Of course, there is still much work to be done as the decline is not consistent among all demographics. Bloomberg reports wealth inequality, for example, creates disparities between racial groups — African Americans, American Indians, and Alaska Natives all have cancer death rates higher than White Americans — because some groups are more obese on average, smoke more, and don't have as much access to preventative care or treatment. In fact, TIME says, the cancer death rate was 14 percent higher for Black individuals than it was for White individuals in 2015.

Geography also makes a difference in cancer mortality. Many states in the Southeast and Midwest — many of the same states that rank lowest in terms of income — carry the highest cancer death rates, according to the Centers for Disease Control and Prevention.

Indeed, a 2014 study in Cancer, the peer-reviewed journal of the American Cancer Society, showed that the 14 cancers associated with poverty had a mortality rate of 107.7 per 100,000 people and the 18 cancers associated with wealth have a mortality rate of 68.9 per 100,000 people.

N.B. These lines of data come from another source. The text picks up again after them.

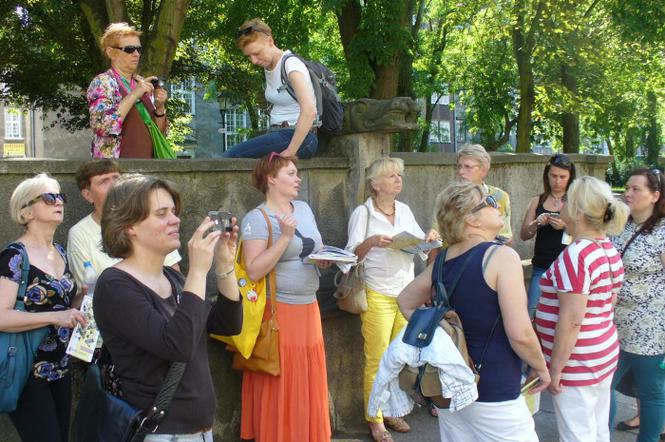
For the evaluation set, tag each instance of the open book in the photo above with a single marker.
(334, 254)
(406, 242)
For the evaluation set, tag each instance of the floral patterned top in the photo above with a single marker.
(44, 294)
(640, 309)
(103, 100)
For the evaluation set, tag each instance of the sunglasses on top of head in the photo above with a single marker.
(489, 201)
(130, 49)
(50, 199)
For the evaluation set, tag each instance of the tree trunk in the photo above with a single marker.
(570, 121)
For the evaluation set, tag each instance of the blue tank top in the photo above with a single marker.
(478, 307)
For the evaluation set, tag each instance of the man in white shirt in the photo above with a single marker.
(94, 179)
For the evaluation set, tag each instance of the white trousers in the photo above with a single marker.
(508, 421)
(582, 413)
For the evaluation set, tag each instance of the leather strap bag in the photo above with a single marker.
(265, 354)
(351, 293)
(17, 350)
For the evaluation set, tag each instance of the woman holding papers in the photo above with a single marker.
(387, 271)
(294, 405)
(490, 299)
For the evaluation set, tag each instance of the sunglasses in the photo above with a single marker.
(50, 199)
(130, 49)
(249, 29)
(560, 160)
(489, 201)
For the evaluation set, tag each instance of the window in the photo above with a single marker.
(184, 91)
(13, 124)
(439, 131)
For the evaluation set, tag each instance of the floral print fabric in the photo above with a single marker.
(640, 309)
(103, 100)
(44, 293)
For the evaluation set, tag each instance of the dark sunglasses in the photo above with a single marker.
(560, 160)
(248, 30)
(130, 49)
(50, 199)
(489, 201)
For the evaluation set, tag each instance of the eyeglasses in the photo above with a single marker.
(50, 199)
(249, 29)
(560, 160)
(130, 49)
(489, 201)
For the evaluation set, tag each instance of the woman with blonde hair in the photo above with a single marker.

"When it comes to cancer, the poor are more likely to die of the disease while the affluent are more likely to die with the disease," researcher Francis Boscoe said in a statement. 

So, while we celebrate the fact that cancer-related deaths have decreased nationwide, we are reminded to keep fighting for people of all demographics and backgrounds to have equal access to education, and preventive care and treatment.  Closing the gap will be a long road, but the positive strides we've made serve as momentum to keep working hard toward this goal.